24th Amendment

U.S. Constitution of 1787


24th Amendment

#
US Constitution Amendment
Proposal Date
Enacted Date
24th
Prohibits voting rights revocation due to the non-payment of poll taxes - Signers: Speaker of the House John William McCormack (MA-D)& US Senator Carl Trumbull Hayden (D-AZ)
September  14, 1962
January 23,1964

The Twenty-fourth Amendment prohibits both the United States Congress and the fifty states from making the right to vote in federal elections conditional on payment of a poll or other type of tax. The amendment was proposed by Congress to the states on August 27, 1962, and was approved by the states on January 23, 1964.

Poll taxes appeared in southern states after Reconstruction as a measure to prevent African Americans from voting, and were held to be constitutional by the Supreme Court of the United States in the 1937 decision Breedlove v. Suttles. In 1964, the year of this amendment's passage, five states still retained a poll tax: Virginia, Alabama, Texas, Arkansas, and Mississippi. The amendment made the poll tax unconstitutional in regards to federal elections. However, it was not until the U.S. Supreme Court ruled 6–3 in Harper v.

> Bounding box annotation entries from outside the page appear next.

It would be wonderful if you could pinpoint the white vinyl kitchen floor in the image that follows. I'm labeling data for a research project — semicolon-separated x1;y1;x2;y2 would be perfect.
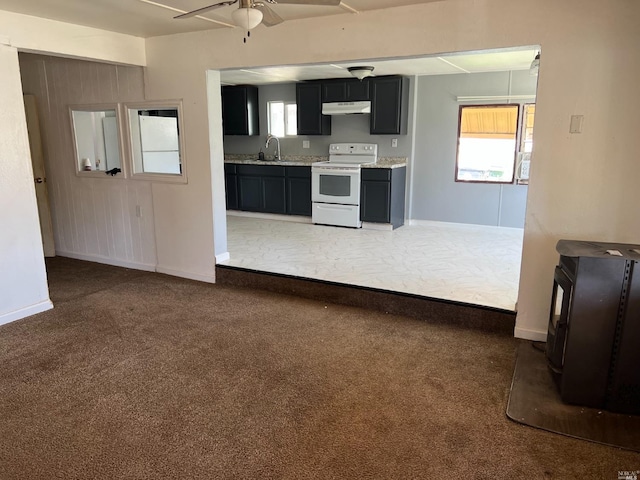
221;215;523;311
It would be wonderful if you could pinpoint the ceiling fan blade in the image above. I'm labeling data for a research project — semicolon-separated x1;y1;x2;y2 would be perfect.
267;0;341;6
253;4;284;27
173;0;238;19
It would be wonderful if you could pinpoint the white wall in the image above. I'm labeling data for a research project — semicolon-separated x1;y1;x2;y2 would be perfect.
411;70;537;228
146;0;640;339
0;43;53;325
20;54;156;270
0;10;146;65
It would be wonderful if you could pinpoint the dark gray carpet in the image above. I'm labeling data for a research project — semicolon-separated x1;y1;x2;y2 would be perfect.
0;258;640;480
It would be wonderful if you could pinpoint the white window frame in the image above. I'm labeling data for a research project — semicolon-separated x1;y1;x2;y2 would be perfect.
122;100;187;183
454;103;522;185
267;100;298;138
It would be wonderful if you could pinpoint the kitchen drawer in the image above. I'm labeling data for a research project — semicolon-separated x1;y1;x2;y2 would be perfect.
362;168;391;182
287;167;311;178
237;165;284;177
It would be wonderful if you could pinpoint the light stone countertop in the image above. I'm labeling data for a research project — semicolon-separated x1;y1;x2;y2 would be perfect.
224;153;407;168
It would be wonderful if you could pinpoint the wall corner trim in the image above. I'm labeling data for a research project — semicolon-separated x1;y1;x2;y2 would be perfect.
216;252;231;265
0;299;53;325
513;326;547;342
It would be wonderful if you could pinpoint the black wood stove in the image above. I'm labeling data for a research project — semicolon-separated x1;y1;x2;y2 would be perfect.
546;240;640;414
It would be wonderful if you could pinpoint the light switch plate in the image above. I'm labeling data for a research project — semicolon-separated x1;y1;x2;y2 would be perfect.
569;115;584;133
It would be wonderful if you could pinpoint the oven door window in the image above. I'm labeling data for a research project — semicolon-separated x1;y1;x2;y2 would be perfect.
319;173;351;197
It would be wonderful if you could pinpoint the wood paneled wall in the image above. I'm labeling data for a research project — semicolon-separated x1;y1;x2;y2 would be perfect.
20;54;157;270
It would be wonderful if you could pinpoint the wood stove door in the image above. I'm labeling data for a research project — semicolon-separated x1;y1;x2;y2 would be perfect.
546;267;573;373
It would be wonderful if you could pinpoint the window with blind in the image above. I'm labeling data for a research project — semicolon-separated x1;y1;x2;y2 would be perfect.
455;104;520;183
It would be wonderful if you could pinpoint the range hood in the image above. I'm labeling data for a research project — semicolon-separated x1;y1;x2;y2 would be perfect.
322;102;371;115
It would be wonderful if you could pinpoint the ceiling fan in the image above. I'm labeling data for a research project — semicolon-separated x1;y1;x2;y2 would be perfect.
174;0;341;30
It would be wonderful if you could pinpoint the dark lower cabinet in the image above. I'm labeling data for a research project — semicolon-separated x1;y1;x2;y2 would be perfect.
238;175;264;212
236;165;286;213
224;164;238;210
262;177;287;213
224;163;311;216
286;167;311;217
360;180;391;223
360;167;407;228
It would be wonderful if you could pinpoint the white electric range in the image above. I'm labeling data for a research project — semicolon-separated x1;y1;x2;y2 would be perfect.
311;143;378;228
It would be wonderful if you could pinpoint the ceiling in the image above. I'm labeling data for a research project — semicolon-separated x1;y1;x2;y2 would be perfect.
0;0;536;85
0;0;450;38
220;47;537;85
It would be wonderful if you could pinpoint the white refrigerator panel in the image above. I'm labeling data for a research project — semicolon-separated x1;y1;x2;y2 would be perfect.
139;116;179;152
142;151;181;175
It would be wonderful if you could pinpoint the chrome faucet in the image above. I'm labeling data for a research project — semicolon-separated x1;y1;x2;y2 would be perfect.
264;134;280;160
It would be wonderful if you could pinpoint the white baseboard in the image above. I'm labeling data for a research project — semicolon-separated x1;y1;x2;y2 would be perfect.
0;299;53;325
227;210;311;223
513;327;547;342
405;219;524;232
156;265;216;283
362;222;393;232
216;252;231;265
56;250;156;272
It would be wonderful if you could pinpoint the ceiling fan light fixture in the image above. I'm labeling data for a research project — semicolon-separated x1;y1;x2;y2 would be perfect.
529;52;540;75
347;66;373;81
231;7;262;30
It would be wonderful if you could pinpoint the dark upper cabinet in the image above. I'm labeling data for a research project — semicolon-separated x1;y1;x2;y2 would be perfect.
322;79;369;102
296;82;331;135
369;76;407;135
222;85;260;135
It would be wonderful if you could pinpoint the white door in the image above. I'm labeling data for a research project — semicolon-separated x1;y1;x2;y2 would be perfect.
24;95;56;257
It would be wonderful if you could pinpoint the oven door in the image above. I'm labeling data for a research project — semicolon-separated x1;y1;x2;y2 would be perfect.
311;165;360;205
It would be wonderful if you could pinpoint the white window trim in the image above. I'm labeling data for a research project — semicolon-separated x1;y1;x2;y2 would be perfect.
69;103;129;180
267;100;298;138
122;100;188;183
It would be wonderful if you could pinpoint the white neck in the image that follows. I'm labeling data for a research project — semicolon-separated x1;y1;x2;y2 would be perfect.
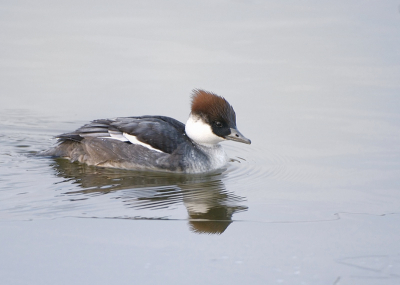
185;114;225;146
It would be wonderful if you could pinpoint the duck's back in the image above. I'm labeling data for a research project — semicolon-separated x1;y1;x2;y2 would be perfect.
42;116;197;172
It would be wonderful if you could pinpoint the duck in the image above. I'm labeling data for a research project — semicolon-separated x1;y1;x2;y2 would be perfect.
41;89;251;173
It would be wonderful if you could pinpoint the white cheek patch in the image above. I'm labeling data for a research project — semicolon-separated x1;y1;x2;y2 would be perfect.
122;133;164;153
185;114;225;145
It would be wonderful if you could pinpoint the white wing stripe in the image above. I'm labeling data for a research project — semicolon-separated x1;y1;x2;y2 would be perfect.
123;133;163;152
108;130;129;142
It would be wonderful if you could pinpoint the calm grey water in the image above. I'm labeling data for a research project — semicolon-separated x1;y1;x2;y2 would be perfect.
0;1;400;284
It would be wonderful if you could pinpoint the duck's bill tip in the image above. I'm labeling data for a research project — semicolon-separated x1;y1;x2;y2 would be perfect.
225;129;251;144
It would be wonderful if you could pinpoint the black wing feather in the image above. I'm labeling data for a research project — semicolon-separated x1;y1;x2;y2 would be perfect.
58;116;188;153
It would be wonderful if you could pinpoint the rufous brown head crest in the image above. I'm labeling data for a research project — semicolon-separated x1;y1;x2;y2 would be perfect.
192;89;236;126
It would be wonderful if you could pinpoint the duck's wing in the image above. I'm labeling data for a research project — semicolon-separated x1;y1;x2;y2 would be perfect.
58;116;188;153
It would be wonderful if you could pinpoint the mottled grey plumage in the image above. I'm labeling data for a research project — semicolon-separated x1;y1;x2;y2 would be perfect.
41;116;214;172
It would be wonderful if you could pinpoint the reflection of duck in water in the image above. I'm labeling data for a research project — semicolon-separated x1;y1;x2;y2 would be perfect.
41;90;251;173
53;159;247;234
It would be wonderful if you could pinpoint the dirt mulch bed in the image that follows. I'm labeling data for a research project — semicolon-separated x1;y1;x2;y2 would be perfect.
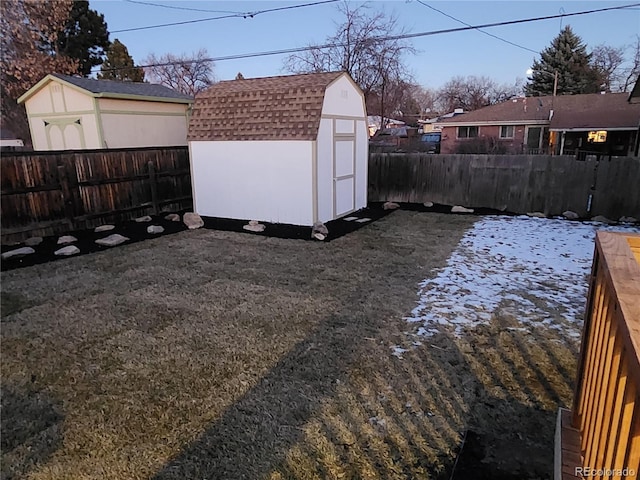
0;203;391;271
0;211;575;480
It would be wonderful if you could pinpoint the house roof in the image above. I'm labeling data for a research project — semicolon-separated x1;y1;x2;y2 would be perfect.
437;97;558;127
18;73;193;103
187;72;355;141
550;93;640;130
438;93;640;131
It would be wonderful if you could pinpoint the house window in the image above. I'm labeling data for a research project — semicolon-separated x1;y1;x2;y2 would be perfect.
500;125;514;138
587;130;607;143
458;127;478;138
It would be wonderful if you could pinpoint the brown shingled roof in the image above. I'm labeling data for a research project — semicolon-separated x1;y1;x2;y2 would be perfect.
550;93;640;130
188;72;344;141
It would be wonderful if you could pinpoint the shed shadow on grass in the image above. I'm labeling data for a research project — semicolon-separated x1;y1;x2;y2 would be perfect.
154;310;574;480
0;384;64;480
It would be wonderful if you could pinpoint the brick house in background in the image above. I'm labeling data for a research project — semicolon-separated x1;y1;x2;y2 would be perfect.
438;93;640;156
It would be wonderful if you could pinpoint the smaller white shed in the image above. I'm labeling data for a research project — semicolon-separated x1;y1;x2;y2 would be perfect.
18;73;193;150
188;72;368;226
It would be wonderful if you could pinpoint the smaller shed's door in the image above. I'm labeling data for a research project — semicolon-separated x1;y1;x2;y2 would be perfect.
333;119;356;218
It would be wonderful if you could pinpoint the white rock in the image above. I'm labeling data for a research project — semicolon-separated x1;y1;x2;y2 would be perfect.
182;212;204;230
24;237;42;247
147;225;164;234
58;235;78;245
451;205;473;213
591;215;616;224
53;245;80;257
96;233;129;247
311;222;329;237
1;247;36;260
242;220;267;233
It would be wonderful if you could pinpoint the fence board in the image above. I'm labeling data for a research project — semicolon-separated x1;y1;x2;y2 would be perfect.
369;153;640;220
0;147;193;242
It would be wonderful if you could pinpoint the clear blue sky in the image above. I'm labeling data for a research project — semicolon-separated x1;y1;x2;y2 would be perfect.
90;0;640;88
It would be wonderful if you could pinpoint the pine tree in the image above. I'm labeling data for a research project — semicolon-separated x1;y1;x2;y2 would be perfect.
98;38;144;82
525;25;601;95
54;0;110;77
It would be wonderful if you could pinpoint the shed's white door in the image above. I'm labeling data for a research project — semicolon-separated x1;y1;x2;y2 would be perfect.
333;120;356;218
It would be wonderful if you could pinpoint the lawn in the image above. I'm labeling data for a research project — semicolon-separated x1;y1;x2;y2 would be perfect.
1;211;579;480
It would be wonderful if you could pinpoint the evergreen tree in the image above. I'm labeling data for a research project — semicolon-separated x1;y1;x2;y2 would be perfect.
55;0;110;77
525;25;602;95
98;38;144;82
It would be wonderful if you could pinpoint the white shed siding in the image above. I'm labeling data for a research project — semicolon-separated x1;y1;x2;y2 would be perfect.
25;82;100;151
322;76;367;118
29;113;101;150
101;112;187;148
356;120;369;210
189;141;314;226
316;118;333;222
97;98;188;114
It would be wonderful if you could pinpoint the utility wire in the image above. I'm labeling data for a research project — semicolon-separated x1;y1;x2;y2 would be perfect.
111;0;339;33
95;3;640;71
124;0;242;15
416;0;539;54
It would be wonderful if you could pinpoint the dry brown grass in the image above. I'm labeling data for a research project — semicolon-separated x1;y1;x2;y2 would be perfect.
1;211;576;480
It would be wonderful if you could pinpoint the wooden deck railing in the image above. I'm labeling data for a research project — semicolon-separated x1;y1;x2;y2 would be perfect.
567;232;640;478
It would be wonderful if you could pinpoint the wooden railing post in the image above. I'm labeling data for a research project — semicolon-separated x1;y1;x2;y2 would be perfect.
58;155;84;229
147;160;160;215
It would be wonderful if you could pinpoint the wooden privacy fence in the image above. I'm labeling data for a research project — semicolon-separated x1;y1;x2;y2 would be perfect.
556;232;640;478
369;153;640;220
0;147;193;242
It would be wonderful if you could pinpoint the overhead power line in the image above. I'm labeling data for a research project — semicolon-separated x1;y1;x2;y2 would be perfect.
416;0;539;53
96;3;640;71
111;0;339;33
124;0;242;15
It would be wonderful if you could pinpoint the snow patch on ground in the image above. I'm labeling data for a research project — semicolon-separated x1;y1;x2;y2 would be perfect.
407;216;640;338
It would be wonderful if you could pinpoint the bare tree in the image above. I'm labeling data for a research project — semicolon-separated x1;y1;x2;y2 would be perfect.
145;49;215;96
285;1;415;124
409;85;445;118
620;35;640;92
438;75;522;112
591;44;625;92
0;0;78;143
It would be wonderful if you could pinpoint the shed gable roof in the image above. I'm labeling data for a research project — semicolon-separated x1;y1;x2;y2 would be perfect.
187;72;347;141
18;73;193;103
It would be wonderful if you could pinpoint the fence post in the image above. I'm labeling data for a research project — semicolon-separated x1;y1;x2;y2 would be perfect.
147;160;159;215
58;156;83;229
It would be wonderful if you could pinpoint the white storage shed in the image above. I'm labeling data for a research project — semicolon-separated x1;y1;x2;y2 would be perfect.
188;72;368;226
18;73;193;150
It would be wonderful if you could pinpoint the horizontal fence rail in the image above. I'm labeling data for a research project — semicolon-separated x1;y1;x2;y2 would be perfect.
0;147;193;243
368;152;640;220
572;232;640;478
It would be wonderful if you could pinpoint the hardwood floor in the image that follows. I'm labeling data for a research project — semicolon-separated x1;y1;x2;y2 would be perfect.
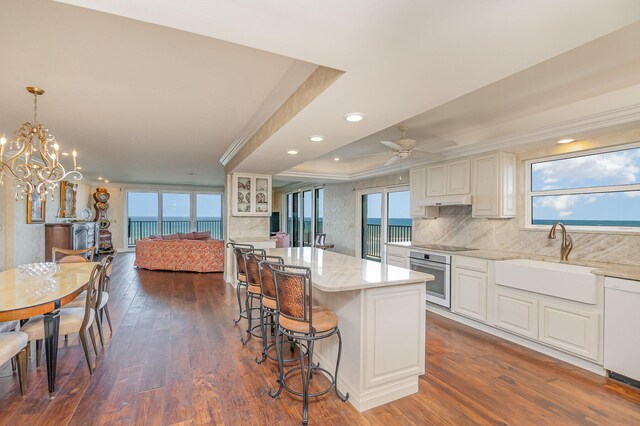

Virginia Board of Elections (1966) that poll taxes for state elections were unconstitutional because they violated the Equal Protection Clause of the Fourteenth Amendment.

Section 1. The right of citizens of the United States to vote in any primary or other election for President or Vice President, for electors for President or Vice President, or for Senator or Representative in Congress, shall not be denied or abridged by the United States or any State by reason of failure to pay any poll tax or other tax.

Section 2. The Congress shall have power to enforce this article by appropriate legislation.


The Twenty-fourth Amendment was finally sent to the states for ratification at the behest of President John F. Kennedy, who brought the issue back into public consciousness in 1962. Kennedy considered the constitutional amendment the best way to avoid a filibuster, as the claim that federal abolition of the poll tax was unconstitutional would be moot. Ratification of the amendment took only slightly more than a year, however, as it was rapidly ratified by state legislatures across the country from August 1962 to January 1964. President Johnson called the amendment a "triumph of liberty over restriction" and "a verification of people's rights."   Only one state, Mississippi, rejected the amendment outright on December 20, 1962.